Damien Greffin, vice-président de la FNSEA, a déclaré : "Nous avons opté pour la nuit ici pour montrer notre combat. Partir maintenant, ce serait abandonner." Dans les rangs, le sentiment de fatigue est palpable, mais la détermination reste forte, comme l’a rappelé Paul Dherouville, céréalier en Occitanie : "C'est essentiel pour nous de rester unis." Les agriculteurs se trouvent à Paris, profitant d'une nuit finalement douce, tandis que leur insatisfaction croît.
Au cours de la journée, Sébastien Lecornu a annoncé un projet de loi visant à traiter les priorités agricoles telles que la gestion de l'eau, la prédation, et le soutien aux moyens de production. "Ce texte sera inscrit à l'ordre du jour du Conseil des ministres en mars", a-t-il promis. Cependant, cette promesse n'a pas suffi à apaiser les agriculteurs, qui continuent de revendiquer des actions concrètes et immédiates.
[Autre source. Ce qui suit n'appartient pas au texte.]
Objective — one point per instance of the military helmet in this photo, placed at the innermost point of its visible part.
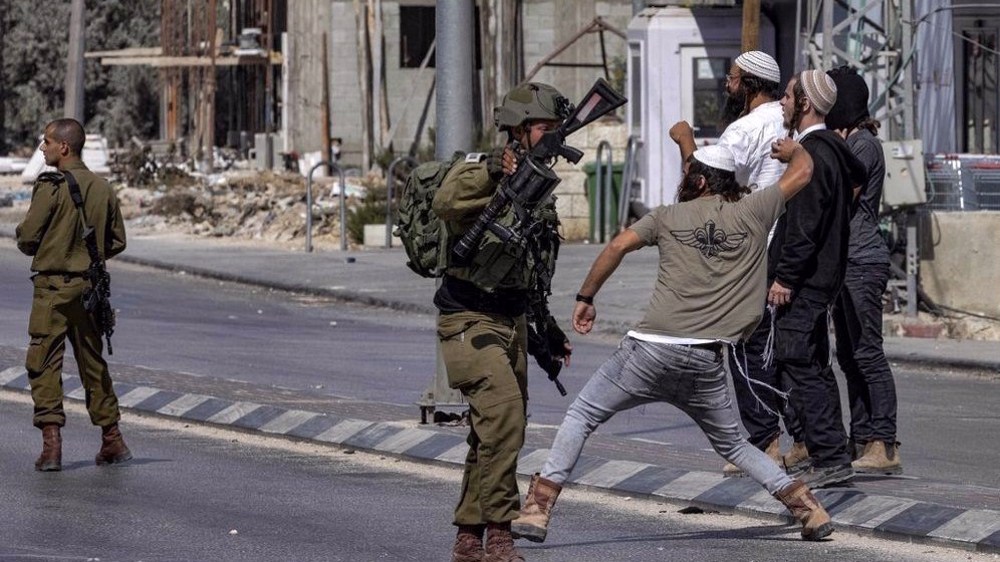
(531, 102)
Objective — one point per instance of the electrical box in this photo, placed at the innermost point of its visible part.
(904, 174)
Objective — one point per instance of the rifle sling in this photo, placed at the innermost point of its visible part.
(90, 238)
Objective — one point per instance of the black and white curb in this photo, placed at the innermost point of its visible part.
(851, 509)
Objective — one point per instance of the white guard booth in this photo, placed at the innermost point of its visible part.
(678, 60)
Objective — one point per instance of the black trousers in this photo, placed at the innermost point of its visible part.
(857, 321)
(802, 352)
(761, 425)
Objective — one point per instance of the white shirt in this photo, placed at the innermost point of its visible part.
(749, 138)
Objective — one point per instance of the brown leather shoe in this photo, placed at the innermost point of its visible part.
(468, 544)
(113, 449)
(500, 544)
(51, 458)
(532, 522)
(806, 508)
(879, 457)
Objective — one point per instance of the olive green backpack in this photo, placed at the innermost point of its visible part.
(422, 233)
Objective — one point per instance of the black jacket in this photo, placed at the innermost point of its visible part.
(809, 249)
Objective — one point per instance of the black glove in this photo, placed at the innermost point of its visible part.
(539, 347)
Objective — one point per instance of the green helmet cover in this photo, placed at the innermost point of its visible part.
(531, 102)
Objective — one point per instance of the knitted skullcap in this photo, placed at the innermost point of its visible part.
(717, 157)
(759, 64)
(820, 89)
(852, 99)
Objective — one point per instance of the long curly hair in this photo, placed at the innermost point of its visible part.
(719, 182)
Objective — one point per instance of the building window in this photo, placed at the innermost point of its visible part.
(416, 35)
(709, 95)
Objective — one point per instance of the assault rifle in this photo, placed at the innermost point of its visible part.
(531, 185)
(96, 298)
(534, 179)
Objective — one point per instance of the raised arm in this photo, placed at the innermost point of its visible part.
(800, 166)
(605, 264)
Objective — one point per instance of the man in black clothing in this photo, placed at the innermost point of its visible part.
(806, 264)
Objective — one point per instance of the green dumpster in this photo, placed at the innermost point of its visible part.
(601, 229)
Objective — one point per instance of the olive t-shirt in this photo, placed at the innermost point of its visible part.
(713, 265)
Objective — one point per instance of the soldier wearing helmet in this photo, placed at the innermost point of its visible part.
(486, 310)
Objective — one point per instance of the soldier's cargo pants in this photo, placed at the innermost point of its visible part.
(57, 313)
(486, 359)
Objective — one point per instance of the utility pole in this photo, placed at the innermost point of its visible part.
(453, 72)
(751, 25)
(73, 107)
(454, 21)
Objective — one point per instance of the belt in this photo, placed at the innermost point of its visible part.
(66, 275)
(714, 346)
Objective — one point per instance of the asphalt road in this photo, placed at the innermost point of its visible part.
(194, 493)
(229, 336)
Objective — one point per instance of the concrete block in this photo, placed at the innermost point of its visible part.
(375, 236)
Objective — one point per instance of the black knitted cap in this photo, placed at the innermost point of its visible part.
(852, 99)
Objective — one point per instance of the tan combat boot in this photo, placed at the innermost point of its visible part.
(533, 521)
(772, 450)
(879, 457)
(806, 508)
(468, 544)
(51, 458)
(797, 458)
(500, 544)
(113, 449)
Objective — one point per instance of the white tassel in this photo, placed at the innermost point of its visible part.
(768, 354)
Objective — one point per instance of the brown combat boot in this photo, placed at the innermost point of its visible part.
(113, 449)
(533, 521)
(797, 458)
(500, 544)
(51, 458)
(468, 544)
(806, 508)
(879, 457)
(772, 450)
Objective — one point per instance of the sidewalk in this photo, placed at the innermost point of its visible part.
(379, 277)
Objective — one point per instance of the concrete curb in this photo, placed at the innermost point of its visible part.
(852, 510)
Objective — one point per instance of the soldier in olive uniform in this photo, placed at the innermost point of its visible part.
(52, 232)
(482, 325)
Selon une analyse de France Info, les agriculteurs insistent sur le besoin urgent de réformes qui répondent sérieusement à leurs préoccupations. Les experts soulignent que l'agriculture française fait face à des défis importants qui nécessitent des solutions adaptatives et rapides.
En somme, la nuit devant l'Assemblée n'est pas qu'un acte de protestation, mais un symbole de résistance d'une profession qui refuse de se laisser décourager. Les agriculteurs espèrent que leur voix sera enfin entendue, tant par le gouvernement que par la société civile.